Calcium-sensitive amylase means an alpha-amylase that requires the presence of calcium to retain its structure and/or to have full enzymatic activity. For some calcium-sensitive amylases it has been shown that they contains a calcium atom coordinated to acidic amino acid residues in the active conformation. A large number of calcium-sensitive alpha-amylases are known and have been used industrially because of their beneficial properties. Calcium-sensitive alpha-amylases are generally sensitive towards conditions that leads to loss of the calcium atom coordinated in their structure such as detergent compositions and fuel mass.
Calcium sensitivity is determined by incubating an alpha-amylase in the presence of a strong chelator and analyzing the impact of this incubation on the activity or stability of the alpha-amylase. A calcium-sensitive alpha-amylase will be less stable in the presence of a chelator or lose a major part or all of its activity during incubation whereas a calcium-insensitive alpha-amylase will not lose all of its activity or will lose only a minor part of the activity during incubation. Chelator strength may be evaluated using methods known in the art such as the methods disclosed in Nielsen et al., 2003, Anal. Biochem. 314: 227-234; and Nagarajan and Paine, 1984, J. Am. Oil Chem. Soc. 61(9): 1475-1478. Examples of strong chelators that may be used for such an assay are EGTA (ethylene glycol tetraacetic acid), EDTA (ethylene diamine tetraacetic acid), DTPA (diethylene triamine pentaacetic acid), DTMPA (diethylene triamine-penta-methylene phosphonic acid) and HEDP (1-hydroxyethan-1,1-diylbis(phosphonic acid)). Other strong chelators may be used to determine the calcium sensitivity of an alpha-amylase.

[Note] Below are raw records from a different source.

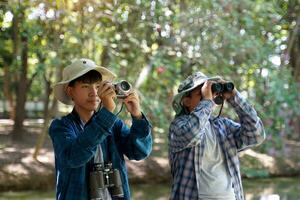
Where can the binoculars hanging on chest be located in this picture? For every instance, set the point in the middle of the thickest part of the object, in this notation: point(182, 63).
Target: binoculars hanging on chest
point(104, 176)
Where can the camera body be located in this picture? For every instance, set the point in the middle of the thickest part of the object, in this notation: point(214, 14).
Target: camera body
point(220, 88)
point(105, 176)
point(122, 89)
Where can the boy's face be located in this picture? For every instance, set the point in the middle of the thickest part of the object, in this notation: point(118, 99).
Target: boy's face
point(85, 96)
point(191, 101)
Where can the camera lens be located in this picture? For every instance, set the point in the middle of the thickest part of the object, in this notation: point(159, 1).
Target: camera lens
point(216, 87)
point(228, 87)
point(125, 85)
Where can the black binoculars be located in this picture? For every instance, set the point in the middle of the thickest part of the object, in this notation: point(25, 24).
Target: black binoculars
point(105, 176)
point(220, 88)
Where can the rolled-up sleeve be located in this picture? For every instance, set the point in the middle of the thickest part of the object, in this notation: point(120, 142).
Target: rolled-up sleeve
point(74, 148)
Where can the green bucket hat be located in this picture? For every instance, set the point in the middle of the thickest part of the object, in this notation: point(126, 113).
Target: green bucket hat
point(187, 85)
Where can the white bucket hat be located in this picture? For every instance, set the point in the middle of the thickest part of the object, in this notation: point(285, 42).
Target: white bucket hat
point(76, 69)
point(187, 85)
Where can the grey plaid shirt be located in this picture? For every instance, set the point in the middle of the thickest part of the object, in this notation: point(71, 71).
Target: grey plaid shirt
point(186, 149)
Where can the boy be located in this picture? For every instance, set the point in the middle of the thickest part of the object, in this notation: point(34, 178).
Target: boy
point(203, 150)
point(90, 145)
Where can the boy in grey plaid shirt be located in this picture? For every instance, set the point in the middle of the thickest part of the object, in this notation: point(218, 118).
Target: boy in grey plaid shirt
point(203, 150)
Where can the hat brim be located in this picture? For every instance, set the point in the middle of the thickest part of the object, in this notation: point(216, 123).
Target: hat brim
point(176, 103)
point(59, 89)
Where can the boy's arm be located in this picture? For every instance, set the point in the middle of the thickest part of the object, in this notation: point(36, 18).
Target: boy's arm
point(187, 130)
point(135, 142)
point(250, 131)
point(73, 148)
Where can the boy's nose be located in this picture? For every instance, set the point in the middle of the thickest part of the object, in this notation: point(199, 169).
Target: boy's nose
point(94, 90)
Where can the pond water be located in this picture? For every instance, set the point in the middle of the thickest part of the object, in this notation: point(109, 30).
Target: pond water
point(279, 188)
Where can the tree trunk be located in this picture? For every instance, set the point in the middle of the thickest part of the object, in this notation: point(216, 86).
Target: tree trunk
point(18, 131)
point(47, 117)
point(7, 92)
point(294, 55)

Coding sequence: The term “coding sequence” means a polynucleotide, which directly specifies the amino acid sequence of its polypeptide product. The boundaries of the coding sequence are generally determined by an open reading frame, which usually begins with the ATG start codon or alternative start codons such as GTG and TTG and ends with a stop codon such as TAA, TAG, and TGA. The coding sequence may be a DNA, cDNA, synthetic, or recombinant polynucleotide.
Control sequence: The term “control sequence” means all components necessary for the expression of a polynucleotide encoding a variant of the present invention. Each control sequence may be native or foreign to the polynucleotide encoding the variant or native or foreign to each other. Such control sequences include, but are not limited to, a leader, polyadenylation sequence, propeptide sequence, promoter, signal peptide sequence, and transcription terminator. At a minimum, the control sequences include a promoter, and transcriptional and translational stop signals. The control sequences may be provided with linkers for the purpose of introducing specific restriction sites facilitating ligation of the control sequences with the coding region of the polynucleotide encoding a variant.
Expression: The term “expression” includes any step involved in the production of the polypeptide including, but not limited to, transcription, post-transcriptional modification, translation, post-translational modification, and secretion.
Expression vector: The term “expression vector” means a linear or circular DNA molecule that comprises a polynucleotide encoding a polypeptide of the present invention and is operably linked to additional nucleotides that provide for its expression.